# Assignment 1 - Linear Regression - Task 2 SciKit Implementation

Class: COMP 5630 - Machine Learning

Author: Chris Hinkson

Email: cmh0201@auburn.edu

This notebook will provide a quick implementation of scikit-learn's linear regression model on the data provided for task 2 to confirm my model's findings.

In [5]:
# System
import os

# Data
import numpy as np
import pandas as pd
import matplotlib.pyplot as plt

# Scikit
from sklearn.linear_model import LinearRegression
from sklearn.metrics import mean_squared_error, mean_absolute_error, r2_score

### DataLoader2 Class

This code cell will provide a DataLoader(2) class to load the provided xlsx data into a pandas dataframe, seperate features from target, and provide various utilities for getting subsets of data.

In [6]:
class DataLoader2:

	# Class Constructor
	def __init__(self, dataDirectoryPath: str="../data/") -> None:

		# Save directory path
		self.dataDirectoryPath = dataDirectoryPath

		# Announce data load
		print(f"Attempting to load training and testing data from directory `{self.dataDirectoryPath}`!")

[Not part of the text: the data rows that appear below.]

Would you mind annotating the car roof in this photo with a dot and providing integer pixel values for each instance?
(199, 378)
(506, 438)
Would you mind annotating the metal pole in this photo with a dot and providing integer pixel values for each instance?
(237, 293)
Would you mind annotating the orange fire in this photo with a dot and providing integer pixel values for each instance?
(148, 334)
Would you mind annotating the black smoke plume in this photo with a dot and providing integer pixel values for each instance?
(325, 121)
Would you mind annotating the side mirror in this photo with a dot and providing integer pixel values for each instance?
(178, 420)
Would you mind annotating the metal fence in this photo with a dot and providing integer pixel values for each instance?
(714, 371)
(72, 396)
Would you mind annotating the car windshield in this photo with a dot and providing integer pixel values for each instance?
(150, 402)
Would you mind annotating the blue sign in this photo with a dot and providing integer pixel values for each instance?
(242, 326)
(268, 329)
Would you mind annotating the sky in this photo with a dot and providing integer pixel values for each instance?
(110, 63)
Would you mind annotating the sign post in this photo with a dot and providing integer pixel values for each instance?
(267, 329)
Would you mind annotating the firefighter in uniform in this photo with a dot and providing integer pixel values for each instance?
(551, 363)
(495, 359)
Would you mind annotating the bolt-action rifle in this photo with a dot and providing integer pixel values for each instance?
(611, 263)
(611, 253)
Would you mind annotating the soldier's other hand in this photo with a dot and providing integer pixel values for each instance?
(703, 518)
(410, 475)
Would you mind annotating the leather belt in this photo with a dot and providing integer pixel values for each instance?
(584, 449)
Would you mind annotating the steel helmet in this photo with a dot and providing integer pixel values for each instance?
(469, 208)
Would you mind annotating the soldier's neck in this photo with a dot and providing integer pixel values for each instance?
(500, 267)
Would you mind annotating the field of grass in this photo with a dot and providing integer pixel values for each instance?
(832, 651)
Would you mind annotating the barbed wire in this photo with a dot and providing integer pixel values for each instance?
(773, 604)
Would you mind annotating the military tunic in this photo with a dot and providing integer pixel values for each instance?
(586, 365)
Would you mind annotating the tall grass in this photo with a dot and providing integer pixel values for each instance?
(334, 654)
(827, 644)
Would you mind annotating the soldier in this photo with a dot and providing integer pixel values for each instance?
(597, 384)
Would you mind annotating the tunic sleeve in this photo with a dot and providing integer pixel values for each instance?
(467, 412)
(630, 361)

		# Define path for excel file
		excelFilePath = os.path.join(self.dataDirectoryPath, "Housing_data_regression.xlsx")

		# Check if excel file exists
		if not os.path.exists(excelFilePath):
			raise FileNotFoundError(f"Attempted to load excel data but could not find file `{excelFilePath}`!")

		# Load training data from excel sheet
		self.trainDf = pd.read_excel(excelFilePath, sheet_name="Train")
		self.testDf = pd.read_excel(excelFilePath, sheet_name="Test")

		# Split into features and target
		self.trainFeatures = self.trainDf.drop(columns=["Price"])
		self.trainTarget = self.trainDf["Price"]
		self.testFeatures = self.testDf.drop(columns=["Local Price"])
		self.testTarget = self.testDf["Local Price"]

		# Print data load information
		print(f"Successfully loaded data from excel file `{excelFilePath}`!")
		print(f"-> Train Features Shape: {self.trainFeatures.shape}")
		print(f"-> Train Target Shape: {self.trainTarget.shape}")
		print(f"-> Test Features Shape: {self.testFeatures.shape}")
		print(f"-> Test Target Shape: {self.testTarget.shape}")

# Load data from the data directory
Task2DataLoader = DataLoader2(dataDirectoryPath="../data/")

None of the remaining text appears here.